First of all it sits on the browser, so shortcuts are limited and the editor flow cannot ever match the quality of a proper IDE. It induces bad code practices, like writing big extensive files that are hard to move around (going in the opposite way of the fastai coding style), I tried the ToC extension but that still bad compared to having small files that you can quickly fuzzy search . It’s much harder than necessary to jump around files, there is no way of quickly jumping between function/classes definitions (yeah yeah you can do ?? but that is crap compared to actually going to the file where the function is defined). The editor does not help you even with very simple stuff like “hey, this variable name was not declared”.

The problem is not nbdev itself but the interface around it, maybe nbdev is ahead of its time, we first need a solid notebook interface before we all start building libraries in notebooks. Maybe Jupyter lab is becoming that, but it stills works on the browser, so idk.

I was trapped using nbdev thinking it made me more productive, until I was forced to get back to my IDE (to submit a PR to lightning) and I felt what freedom was like again.
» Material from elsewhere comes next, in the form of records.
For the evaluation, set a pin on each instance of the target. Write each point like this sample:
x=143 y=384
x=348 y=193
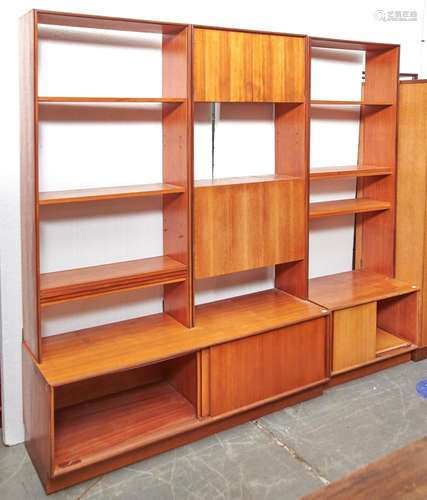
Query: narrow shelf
x=108 y=193
x=348 y=171
x=89 y=432
x=319 y=102
x=344 y=207
x=127 y=344
x=62 y=286
x=387 y=342
x=50 y=99
x=242 y=180
x=342 y=290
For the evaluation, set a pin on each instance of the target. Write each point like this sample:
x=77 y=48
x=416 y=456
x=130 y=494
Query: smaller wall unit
x=411 y=195
x=263 y=220
x=374 y=322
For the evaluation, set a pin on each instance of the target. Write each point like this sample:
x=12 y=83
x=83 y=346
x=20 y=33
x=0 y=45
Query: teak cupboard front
x=106 y=396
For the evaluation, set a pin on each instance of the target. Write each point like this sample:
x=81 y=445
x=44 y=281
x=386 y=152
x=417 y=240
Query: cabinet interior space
x=102 y=397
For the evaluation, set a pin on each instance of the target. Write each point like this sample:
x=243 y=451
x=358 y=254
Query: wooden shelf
x=91 y=431
x=348 y=171
x=49 y=99
x=73 y=284
x=108 y=193
x=242 y=180
x=106 y=23
x=344 y=207
x=137 y=342
x=320 y=102
x=342 y=290
x=387 y=342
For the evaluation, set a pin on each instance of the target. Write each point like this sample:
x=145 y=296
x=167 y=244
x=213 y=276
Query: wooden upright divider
x=101 y=398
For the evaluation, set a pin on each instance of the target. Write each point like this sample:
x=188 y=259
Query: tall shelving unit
x=411 y=195
x=374 y=322
x=106 y=396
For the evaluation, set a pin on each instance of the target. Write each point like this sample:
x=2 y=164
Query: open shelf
x=108 y=193
x=321 y=102
x=73 y=284
x=46 y=99
x=386 y=342
x=254 y=179
x=119 y=346
x=105 y=23
x=348 y=171
x=342 y=290
x=92 y=430
x=344 y=207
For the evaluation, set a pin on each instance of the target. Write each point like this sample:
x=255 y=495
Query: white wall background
x=94 y=151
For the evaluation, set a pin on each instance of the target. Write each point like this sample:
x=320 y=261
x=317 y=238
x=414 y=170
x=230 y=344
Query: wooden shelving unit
x=103 y=397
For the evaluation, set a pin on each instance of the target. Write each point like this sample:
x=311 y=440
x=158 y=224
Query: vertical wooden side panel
x=411 y=249
x=38 y=417
x=292 y=138
x=29 y=184
x=380 y=148
x=354 y=336
x=398 y=316
x=177 y=169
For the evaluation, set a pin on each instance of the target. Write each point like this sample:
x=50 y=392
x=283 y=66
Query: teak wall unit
x=411 y=246
x=100 y=398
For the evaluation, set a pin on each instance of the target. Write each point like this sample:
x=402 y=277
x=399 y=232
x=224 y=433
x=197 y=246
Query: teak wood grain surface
x=343 y=207
x=354 y=336
x=126 y=416
x=104 y=397
x=260 y=224
x=237 y=66
x=348 y=171
x=61 y=286
x=135 y=342
x=399 y=475
x=107 y=193
x=250 y=370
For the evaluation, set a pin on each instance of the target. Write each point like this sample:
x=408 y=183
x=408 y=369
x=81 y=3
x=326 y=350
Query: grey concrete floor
x=281 y=456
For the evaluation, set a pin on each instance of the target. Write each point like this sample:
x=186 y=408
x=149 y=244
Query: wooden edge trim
x=186 y=427
x=392 y=354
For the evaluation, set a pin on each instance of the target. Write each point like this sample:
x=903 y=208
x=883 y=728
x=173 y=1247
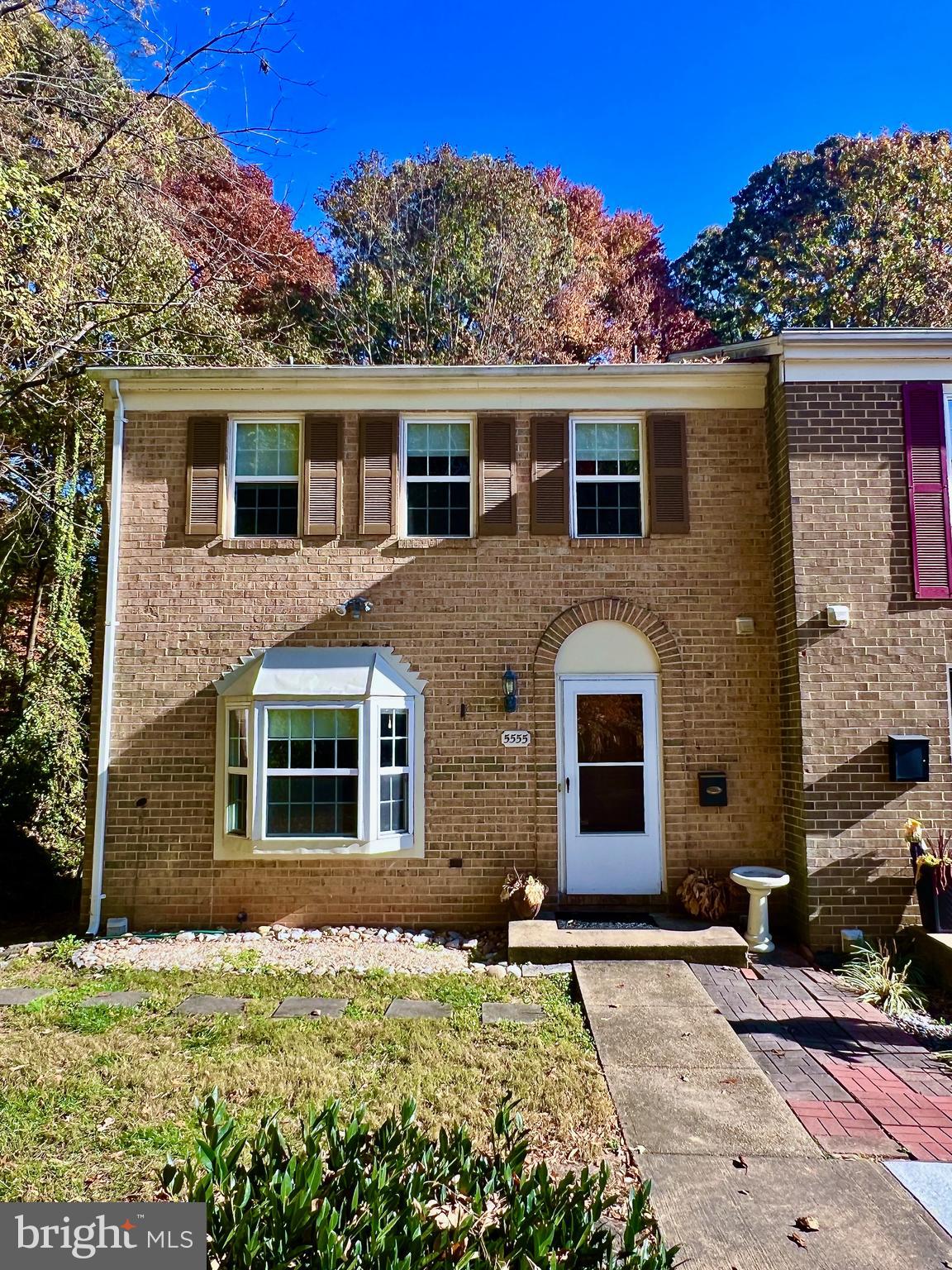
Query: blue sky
x=667 y=108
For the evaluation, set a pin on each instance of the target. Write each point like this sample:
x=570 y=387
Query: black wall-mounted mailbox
x=909 y=758
x=712 y=789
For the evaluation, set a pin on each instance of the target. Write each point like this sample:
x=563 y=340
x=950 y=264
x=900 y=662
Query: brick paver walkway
x=856 y=1081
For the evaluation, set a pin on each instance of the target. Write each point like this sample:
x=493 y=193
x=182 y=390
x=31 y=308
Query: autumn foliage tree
x=445 y=258
x=857 y=232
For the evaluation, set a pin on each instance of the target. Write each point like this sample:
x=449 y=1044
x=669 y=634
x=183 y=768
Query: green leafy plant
x=355 y=1198
x=64 y=949
x=883 y=978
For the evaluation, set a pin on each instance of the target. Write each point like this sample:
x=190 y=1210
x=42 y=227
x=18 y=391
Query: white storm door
x=611 y=785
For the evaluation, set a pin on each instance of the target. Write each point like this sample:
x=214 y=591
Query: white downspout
x=106 y=704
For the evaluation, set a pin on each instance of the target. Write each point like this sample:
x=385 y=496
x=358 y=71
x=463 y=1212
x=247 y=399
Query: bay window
x=321 y=755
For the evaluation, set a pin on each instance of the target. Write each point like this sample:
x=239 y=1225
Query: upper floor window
x=437 y=476
x=606 y=478
x=265 y=465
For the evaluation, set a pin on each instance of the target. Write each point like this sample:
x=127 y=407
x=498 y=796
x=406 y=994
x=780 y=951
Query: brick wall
x=459 y=613
x=886 y=672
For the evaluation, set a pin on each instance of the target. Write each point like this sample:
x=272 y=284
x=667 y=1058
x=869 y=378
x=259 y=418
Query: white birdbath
x=759 y=881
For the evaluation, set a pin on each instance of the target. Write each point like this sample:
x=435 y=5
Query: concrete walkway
x=733 y=1168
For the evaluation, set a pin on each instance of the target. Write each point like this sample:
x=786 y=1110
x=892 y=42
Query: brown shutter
x=378 y=442
x=550 y=474
x=322 y=433
x=927 y=474
x=206 y=474
x=497 y=441
x=668 y=473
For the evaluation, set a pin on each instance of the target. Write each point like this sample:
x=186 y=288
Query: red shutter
x=322 y=474
x=378 y=440
x=927 y=473
x=668 y=473
x=205 y=474
x=550 y=474
x=497 y=440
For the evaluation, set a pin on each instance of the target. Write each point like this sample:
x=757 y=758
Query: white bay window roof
x=326 y=673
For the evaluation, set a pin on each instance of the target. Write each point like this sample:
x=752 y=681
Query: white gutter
x=106 y=704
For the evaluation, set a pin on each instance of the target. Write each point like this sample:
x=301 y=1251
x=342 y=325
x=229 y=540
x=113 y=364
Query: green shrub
x=883 y=976
x=348 y=1196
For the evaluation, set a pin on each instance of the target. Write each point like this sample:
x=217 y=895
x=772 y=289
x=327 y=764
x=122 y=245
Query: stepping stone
x=312 y=1007
x=21 y=995
x=206 y=1005
x=404 y=1009
x=931 y=1184
x=511 y=1012
x=118 y=1000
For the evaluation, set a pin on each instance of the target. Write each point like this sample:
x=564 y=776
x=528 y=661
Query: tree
x=117 y=244
x=621 y=303
x=859 y=232
x=445 y=258
x=442 y=260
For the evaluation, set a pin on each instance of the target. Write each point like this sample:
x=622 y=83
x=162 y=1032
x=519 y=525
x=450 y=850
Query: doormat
x=610 y=922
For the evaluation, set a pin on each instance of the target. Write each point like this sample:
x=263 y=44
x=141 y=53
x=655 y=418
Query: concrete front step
x=541 y=941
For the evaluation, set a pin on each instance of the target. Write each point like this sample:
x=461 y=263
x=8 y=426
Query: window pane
x=393 y=803
x=611 y=728
x=608 y=508
x=438 y=448
x=438 y=509
x=612 y=799
x=312 y=807
x=305 y=739
x=238 y=738
x=265 y=511
x=607 y=448
x=393 y=738
x=267 y=448
x=236 y=809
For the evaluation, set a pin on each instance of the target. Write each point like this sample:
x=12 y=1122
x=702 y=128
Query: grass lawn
x=93 y=1099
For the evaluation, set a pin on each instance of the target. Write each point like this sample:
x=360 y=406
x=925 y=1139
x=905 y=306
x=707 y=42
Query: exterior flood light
x=511 y=690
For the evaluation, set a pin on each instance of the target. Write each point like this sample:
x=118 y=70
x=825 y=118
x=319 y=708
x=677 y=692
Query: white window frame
x=232 y=480
x=369 y=838
x=404 y=479
x=574 y=480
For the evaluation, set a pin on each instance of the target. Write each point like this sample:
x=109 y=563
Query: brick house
x=317 y=580
x=320 y=575
x=859 y=441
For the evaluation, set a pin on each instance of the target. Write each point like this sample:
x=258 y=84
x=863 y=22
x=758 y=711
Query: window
x=438 y=478
x=320 y=753
x=606 y=465
x=312 y=776
x=393 y=771
x=265 y=474
x=236 y=804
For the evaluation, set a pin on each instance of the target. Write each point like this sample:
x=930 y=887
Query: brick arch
x=607 y=610
x=675 y=780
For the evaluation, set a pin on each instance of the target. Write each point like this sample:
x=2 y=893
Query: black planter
x=935 y=905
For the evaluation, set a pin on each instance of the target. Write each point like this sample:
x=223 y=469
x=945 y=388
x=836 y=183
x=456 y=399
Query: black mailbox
x=909 y=758
x=712 y=789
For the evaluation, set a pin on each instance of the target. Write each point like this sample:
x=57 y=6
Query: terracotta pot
x=522 y=909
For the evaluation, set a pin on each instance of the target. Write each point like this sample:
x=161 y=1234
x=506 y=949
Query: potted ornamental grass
x=523 y=895
x=931 y=857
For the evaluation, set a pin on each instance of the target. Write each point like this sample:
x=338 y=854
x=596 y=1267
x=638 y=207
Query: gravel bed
x=309 y=952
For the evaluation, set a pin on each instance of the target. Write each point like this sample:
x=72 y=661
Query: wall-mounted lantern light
x=511 y=690
x=355 y=607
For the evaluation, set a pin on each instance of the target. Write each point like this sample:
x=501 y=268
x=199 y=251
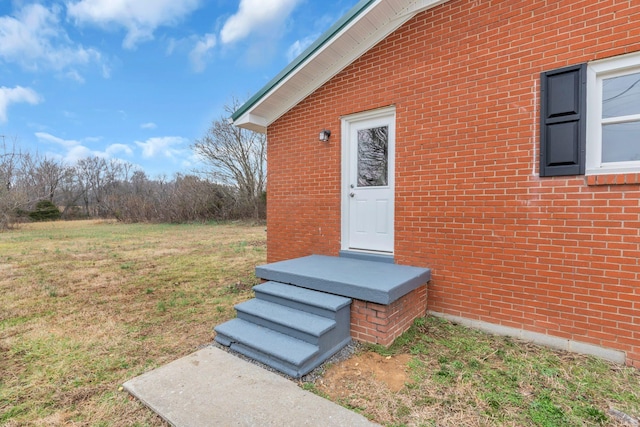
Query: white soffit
x=342 y=46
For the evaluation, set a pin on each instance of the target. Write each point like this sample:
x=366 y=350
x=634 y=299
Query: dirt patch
x=390 y=371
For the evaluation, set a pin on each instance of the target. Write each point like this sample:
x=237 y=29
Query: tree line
x=231 y=186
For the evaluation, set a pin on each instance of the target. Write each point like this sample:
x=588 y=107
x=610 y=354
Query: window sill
x=614 y=179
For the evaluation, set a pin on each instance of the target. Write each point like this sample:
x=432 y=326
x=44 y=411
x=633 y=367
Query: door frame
x=346 y=123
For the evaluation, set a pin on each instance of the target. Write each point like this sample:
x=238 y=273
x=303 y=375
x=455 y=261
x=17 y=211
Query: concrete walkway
x=214 y=388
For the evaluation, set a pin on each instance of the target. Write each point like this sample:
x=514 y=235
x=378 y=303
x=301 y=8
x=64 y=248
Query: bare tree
x=236 y=157
x=41 y=176
x=12 y=199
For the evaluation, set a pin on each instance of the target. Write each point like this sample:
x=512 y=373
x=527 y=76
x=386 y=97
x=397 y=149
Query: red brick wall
x=382 y=324
x=552 y=255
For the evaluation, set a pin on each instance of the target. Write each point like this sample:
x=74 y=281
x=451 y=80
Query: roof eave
x=248 y=117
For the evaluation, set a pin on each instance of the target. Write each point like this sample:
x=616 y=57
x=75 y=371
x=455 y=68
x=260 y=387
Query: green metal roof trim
x=324 y=38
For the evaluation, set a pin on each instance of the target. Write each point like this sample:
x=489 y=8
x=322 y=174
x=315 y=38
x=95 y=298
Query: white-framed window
x=613 y=115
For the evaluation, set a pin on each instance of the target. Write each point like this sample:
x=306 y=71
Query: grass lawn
x=87 y=305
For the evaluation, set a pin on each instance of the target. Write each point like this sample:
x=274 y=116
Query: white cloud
x=256 y=16
x=299 y=46
x=201 y=52
x=118 y=148
x=161 y=146
x=16 y=95
x=47 y=137
x=140 y=18
x=34 y=39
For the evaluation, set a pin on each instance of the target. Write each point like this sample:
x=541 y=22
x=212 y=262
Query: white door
x=368 y=181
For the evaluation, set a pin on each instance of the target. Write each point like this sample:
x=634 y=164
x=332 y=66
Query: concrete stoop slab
x=213 y=387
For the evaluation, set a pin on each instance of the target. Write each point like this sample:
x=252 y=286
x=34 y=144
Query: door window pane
x=373 y=155
x=621 y=96
x=621 y=142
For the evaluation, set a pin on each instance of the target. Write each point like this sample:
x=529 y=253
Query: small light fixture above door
x=324 y=135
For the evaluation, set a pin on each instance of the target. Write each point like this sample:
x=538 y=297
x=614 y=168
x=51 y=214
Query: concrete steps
x=288 y=328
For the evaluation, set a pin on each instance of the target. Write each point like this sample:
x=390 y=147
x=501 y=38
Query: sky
x=141 y=80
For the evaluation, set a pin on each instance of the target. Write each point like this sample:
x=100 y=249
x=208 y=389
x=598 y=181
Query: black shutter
x=563 y=107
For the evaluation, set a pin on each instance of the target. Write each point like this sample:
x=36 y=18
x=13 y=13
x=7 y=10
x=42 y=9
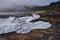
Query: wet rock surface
x=52 y=33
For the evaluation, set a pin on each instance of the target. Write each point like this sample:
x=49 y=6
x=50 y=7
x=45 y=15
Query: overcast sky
x=20 y=3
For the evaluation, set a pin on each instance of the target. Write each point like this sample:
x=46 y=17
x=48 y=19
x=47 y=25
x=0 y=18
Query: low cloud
x=21 y=3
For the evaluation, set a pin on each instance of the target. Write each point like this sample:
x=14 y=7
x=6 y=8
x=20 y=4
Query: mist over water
x=6 y=5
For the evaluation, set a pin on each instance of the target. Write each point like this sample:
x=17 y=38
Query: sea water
x=22 y=24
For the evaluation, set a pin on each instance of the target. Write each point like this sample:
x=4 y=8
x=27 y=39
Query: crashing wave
x=22 y=24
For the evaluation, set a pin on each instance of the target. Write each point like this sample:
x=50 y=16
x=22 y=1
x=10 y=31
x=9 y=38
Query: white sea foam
x=22 y=24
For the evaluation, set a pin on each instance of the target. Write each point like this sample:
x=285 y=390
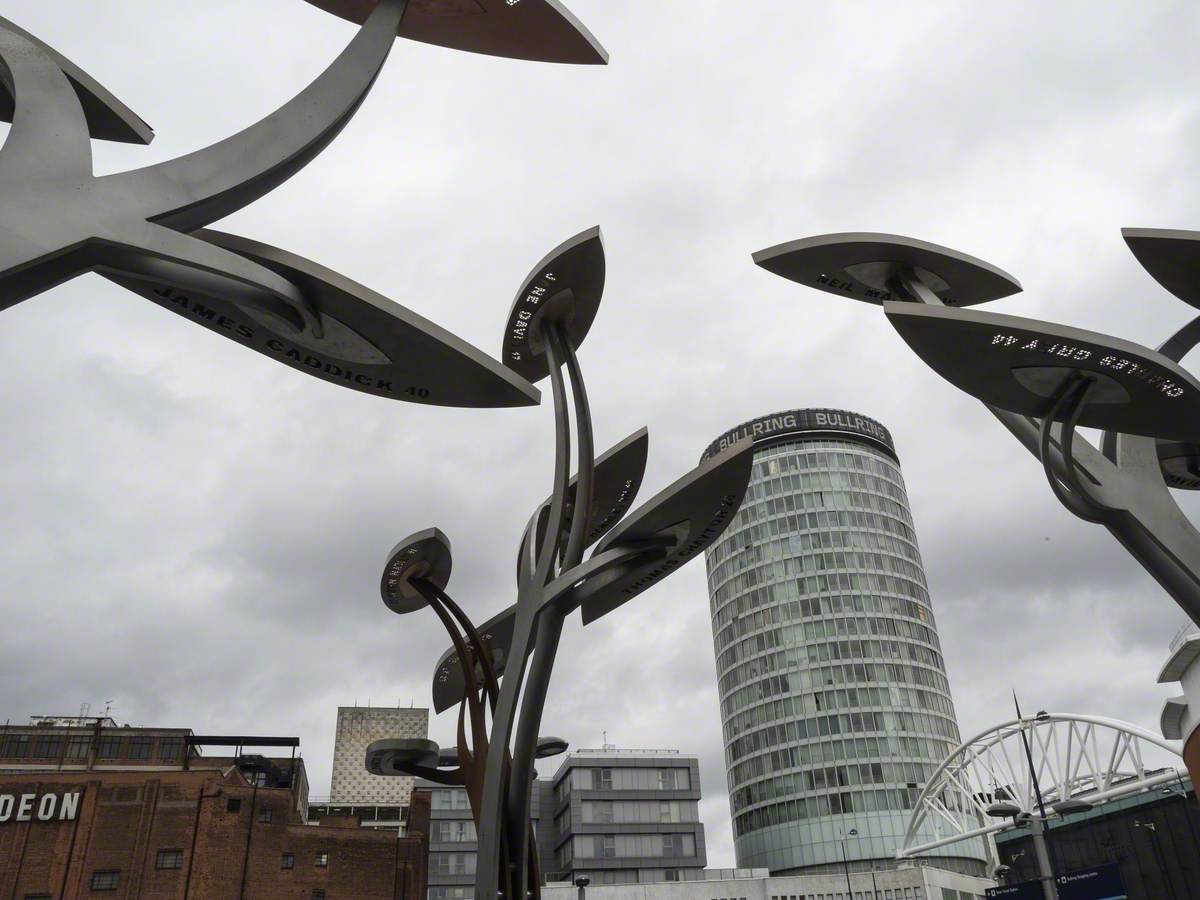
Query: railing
x=612 y=750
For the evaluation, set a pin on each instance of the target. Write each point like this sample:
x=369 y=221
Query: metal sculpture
x=502 y=670
x=1044 y=381
x=1078 y=760
x=144 y=228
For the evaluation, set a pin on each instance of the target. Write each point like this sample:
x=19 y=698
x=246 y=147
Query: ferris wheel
x=1078 y=761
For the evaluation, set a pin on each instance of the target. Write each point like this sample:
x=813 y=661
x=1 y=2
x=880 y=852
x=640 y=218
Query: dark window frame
x=106 y=880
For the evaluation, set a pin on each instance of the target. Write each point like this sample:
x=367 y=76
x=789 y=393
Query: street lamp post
x=1159 y=857
x=845 y=862
x=499 y=673
x=1042 y=381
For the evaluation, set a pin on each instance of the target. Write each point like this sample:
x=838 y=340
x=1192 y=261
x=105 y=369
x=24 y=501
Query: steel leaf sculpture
x=499 y=672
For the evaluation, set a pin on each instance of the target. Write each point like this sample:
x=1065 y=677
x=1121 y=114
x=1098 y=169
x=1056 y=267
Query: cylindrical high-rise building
x=834 y=700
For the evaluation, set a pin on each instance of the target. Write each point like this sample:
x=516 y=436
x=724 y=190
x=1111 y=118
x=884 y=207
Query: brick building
x=90 y=809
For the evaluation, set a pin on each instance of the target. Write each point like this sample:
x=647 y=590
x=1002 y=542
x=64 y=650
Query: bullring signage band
x=778 y=426
x=34 y=808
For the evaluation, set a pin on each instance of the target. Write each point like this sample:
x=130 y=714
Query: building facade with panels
x=834 y=700
x=454 y=841
x=358 y=727
x=627 y=816
x=93 y=809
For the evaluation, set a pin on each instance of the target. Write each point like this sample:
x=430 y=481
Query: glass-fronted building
x=834 y=700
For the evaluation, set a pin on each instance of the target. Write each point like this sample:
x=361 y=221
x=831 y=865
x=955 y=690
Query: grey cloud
x=197 y=533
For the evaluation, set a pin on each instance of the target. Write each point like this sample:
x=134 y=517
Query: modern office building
x=454 y=843
x=627 y=816
x=834 y=700
x=93 y=809
x=358 y=727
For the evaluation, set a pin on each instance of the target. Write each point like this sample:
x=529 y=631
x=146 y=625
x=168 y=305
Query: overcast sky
x=197 y=533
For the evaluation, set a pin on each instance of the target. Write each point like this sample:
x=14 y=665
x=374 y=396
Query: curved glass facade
x=834 y=700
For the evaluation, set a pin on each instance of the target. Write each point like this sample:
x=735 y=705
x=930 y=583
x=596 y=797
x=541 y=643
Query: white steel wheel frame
x=1073 y=755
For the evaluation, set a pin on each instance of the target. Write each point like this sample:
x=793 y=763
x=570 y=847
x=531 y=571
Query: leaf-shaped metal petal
x=108 y=119
x=1181 y=465
x=1171 y=257
x=425 y=555
x=565 y=286
x=401 y=756
x=539 y=30
x=687 y=517
x=618 y=477
x=1020 y=365
x=865 y=267
x=371 y=343
x=550 y=747
x=449 y=687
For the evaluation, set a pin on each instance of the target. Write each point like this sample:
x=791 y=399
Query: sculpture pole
x=549 y=321
x=1120 y=485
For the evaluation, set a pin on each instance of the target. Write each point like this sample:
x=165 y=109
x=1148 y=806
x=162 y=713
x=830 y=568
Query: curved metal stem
x=918 y=289
x=583 y=486
x=468 y=670
x=49 y=131
x=1069 y=491
x=502 y=840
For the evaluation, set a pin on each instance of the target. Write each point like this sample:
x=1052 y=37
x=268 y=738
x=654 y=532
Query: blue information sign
x=1103 y=882
x=1024 y=891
And at the end of the day, everything I could do with a notebook I can do with an IDE, the only thing you need is a REPL interface (python console in pycharm), this way you can send code from the file you’re working to the REPL to be executed (think of it as an automatic copy and paste into a IPython shell), this way you can keep the interactive way of programming (which is the key for notebook productivity) and the good interface.

Contributing

I’ll drop the bomb, it’s hard to contribute to fastai, and I tried really hard, one of the problems is that there is no board with what needs to be fixed, what needs to be implemented, what needs to be discussed. Most of the contributions I done were fixes to problems I encountered while developing my own libraries.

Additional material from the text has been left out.